Une guerre qui en annonce une autre
Nous entrons en effet dans une zone de turbulence qui donne le vertige et qui nous rappelle la célèbre prédiction de l’intellectuel organique italien Antonio Gramsci, antifasciste, écrite depuis sa prison à la veille de la Deuxième Guerre mondiale : « Le vieux monde se meurt, le nouveau monde tarde à apparaître et dans ce clair-obscur surgissent les monstres ». Cet intermède clair-obscur, plus obscur que clair, a pour nom l’hégémonisme occidental qui croyait jusqu’ici incarner l’alpha et l’oméga de l’humanité et pour toujours. L’idéologue américain Fukuyama l’avait triomphalement claironné en 1992 : c’est, disait-il, « la Fin de l’Histoire » synonyme de la victoire finale de l’Occident, de « sa » démocratie et de « ses » valeurs. On connaît la suite : plutôt le commencement de la fin !
Dans sa chute, l’Occident ouvre un espace pour le retour d’une multipolarité salutaire capable de rebâtir un monde où des nations souveraines auront une vraie chance de choisir leur destin. Sans qu’un gendarme auto proclamé et agissant selon ses règles décide depuis son arrogance quelle est la « politique » à suivre, disons plutôt l’injonction. Cet intermède a débuté avec la guerre du Golfe contre l’Irak en 1991, suivie par toutes les autres, celle des Balkans, l’invasion de l’Afghanistan, la guerre dite « contre la terreur », le démantèlement de l’État libyen, la guerre planétaire contre la Syrie, l’agression du Yémen et s’est poursuivi avec les révolutions de couleur et son cortège de regime change. Autant de barbaries et d’injustices planétaires qui ont conduit, in fine, à l’actuelle guerre entre l’Otan et la Russie. Une guerre qui en annonce une autre, plus redoutable, entre les États-Unis et la Chine. Plutôt que de profiter de l’éclipse de la Russie et du retrait de la Chine, alors engagée dans des gigantesques réformes intérieures, pour faire régner, grâce à ses pleins pouvoirs retrouvés, un monde avec des règles, l’État profond étasunien, les a toutes piétinées.
Une monstruosité appelée extraterritorialité
Il a ainsi encouragé la colonisation rampante de la Palestine par le régime de l’Apartheid israélien.

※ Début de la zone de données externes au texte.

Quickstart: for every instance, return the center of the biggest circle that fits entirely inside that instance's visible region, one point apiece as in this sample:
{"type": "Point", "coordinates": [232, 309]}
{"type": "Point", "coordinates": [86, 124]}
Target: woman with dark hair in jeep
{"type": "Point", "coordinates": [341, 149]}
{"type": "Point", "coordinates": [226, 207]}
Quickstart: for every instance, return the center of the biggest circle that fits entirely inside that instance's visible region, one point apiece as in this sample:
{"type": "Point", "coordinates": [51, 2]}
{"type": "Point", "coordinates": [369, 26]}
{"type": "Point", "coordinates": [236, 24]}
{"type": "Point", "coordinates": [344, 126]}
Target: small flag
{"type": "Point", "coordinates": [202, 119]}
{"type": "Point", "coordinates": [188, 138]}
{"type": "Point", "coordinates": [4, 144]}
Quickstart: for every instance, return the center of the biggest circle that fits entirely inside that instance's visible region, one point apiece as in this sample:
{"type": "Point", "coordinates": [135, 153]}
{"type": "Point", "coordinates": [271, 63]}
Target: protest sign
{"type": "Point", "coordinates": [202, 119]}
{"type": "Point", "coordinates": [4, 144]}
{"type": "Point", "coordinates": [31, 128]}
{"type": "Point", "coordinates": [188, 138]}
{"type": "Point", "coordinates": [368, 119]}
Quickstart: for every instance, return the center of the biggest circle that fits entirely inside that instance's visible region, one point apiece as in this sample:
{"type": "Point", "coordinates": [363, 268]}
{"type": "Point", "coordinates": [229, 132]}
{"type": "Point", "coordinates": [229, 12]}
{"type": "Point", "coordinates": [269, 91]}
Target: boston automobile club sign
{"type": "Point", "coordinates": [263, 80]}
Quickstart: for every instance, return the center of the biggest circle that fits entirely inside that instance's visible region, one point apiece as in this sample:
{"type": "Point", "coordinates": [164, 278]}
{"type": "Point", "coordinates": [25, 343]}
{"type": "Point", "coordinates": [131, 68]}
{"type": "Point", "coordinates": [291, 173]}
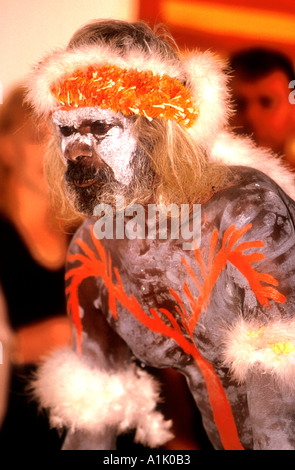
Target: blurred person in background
{"type": "Point", "coordinates": [260, 86]}
{"type": "Point", "coordinates": [32, 256]}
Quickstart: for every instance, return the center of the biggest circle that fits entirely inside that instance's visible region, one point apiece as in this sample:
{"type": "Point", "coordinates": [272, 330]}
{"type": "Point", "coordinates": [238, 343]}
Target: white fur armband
{"type": "Point", "coordinates": [270, 349]}
{"type": "Point", "coordinates": [81, 397]}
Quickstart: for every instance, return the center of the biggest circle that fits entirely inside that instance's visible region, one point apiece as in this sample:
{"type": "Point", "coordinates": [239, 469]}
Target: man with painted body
{"type": "Point", "coordinates": [220, 312]}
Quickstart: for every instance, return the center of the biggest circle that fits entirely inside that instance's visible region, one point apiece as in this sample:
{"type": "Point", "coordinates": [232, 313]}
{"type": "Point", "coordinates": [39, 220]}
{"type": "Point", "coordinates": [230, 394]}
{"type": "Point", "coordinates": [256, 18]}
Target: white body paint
{"type": "Point", "coordinates": [115, 148]}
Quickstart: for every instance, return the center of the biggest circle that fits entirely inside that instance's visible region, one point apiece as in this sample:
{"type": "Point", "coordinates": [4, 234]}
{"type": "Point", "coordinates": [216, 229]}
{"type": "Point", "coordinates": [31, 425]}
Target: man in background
{"type": "Point", "coordinates": [260, 84]}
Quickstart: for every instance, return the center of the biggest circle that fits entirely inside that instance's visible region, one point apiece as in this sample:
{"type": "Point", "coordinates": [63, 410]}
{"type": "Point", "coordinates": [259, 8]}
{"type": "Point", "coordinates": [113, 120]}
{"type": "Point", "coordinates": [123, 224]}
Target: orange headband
{"type": "Point", "coordinates": [128, 91]}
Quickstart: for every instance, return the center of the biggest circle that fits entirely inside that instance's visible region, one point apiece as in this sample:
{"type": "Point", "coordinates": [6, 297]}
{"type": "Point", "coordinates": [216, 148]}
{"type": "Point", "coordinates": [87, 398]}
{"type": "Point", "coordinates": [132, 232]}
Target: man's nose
{"type": "Point", "coordinates": [78, 151]}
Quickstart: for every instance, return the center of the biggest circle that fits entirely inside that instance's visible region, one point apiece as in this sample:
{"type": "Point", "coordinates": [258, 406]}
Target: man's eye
{"type": "Point", "coordinates": [66, 131]}
{"type": "Point", "coordinates": [100, 128]}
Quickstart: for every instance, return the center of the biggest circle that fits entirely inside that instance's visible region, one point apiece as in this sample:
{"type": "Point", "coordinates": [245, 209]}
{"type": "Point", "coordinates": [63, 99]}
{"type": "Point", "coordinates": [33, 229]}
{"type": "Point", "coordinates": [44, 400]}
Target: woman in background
{"type": "Point", "coordinates": [32, 256]}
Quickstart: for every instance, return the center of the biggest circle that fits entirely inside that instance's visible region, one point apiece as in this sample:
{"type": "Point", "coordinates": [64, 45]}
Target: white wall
{"type": "Point", "coordinates": [31, 28]}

Un régime, aujourd’hui fasciste, couvert par les anciennes puissances coloniales. Celles qui l’avaient enfanté, puis vite présenté comme la « seule démocratie au Moyen-Orient »… mais qui s’avère, comme le montre le dernier gouvernement de Netanyahou, être un État fasciste donc, raciste et expansionniste, bafouant le prétendu humanisme colporté par l’Occident qui est son parapluie. Il est d’ailleurs curieux que les États-Unis et leurs alliés exigent de la planète entière de condamner sans équivoque l’invasion russe de l’Ukraine, alors qu’ils ne pipent mot sur l’annexion par Israël depuis 1967 des territoires palestiniens, syriens et libanais. Et traînent les pieds pour achever la décolonisation partout où elle existe encore. Un processus pourtant inscrit dans l’agenda du Comité spécial de la décolonisation qui concerne 17 territoires non autonomes comme, par exemple, la Polynésie française, les Îles Malouines, le Sahara occidental, l’île de Guam…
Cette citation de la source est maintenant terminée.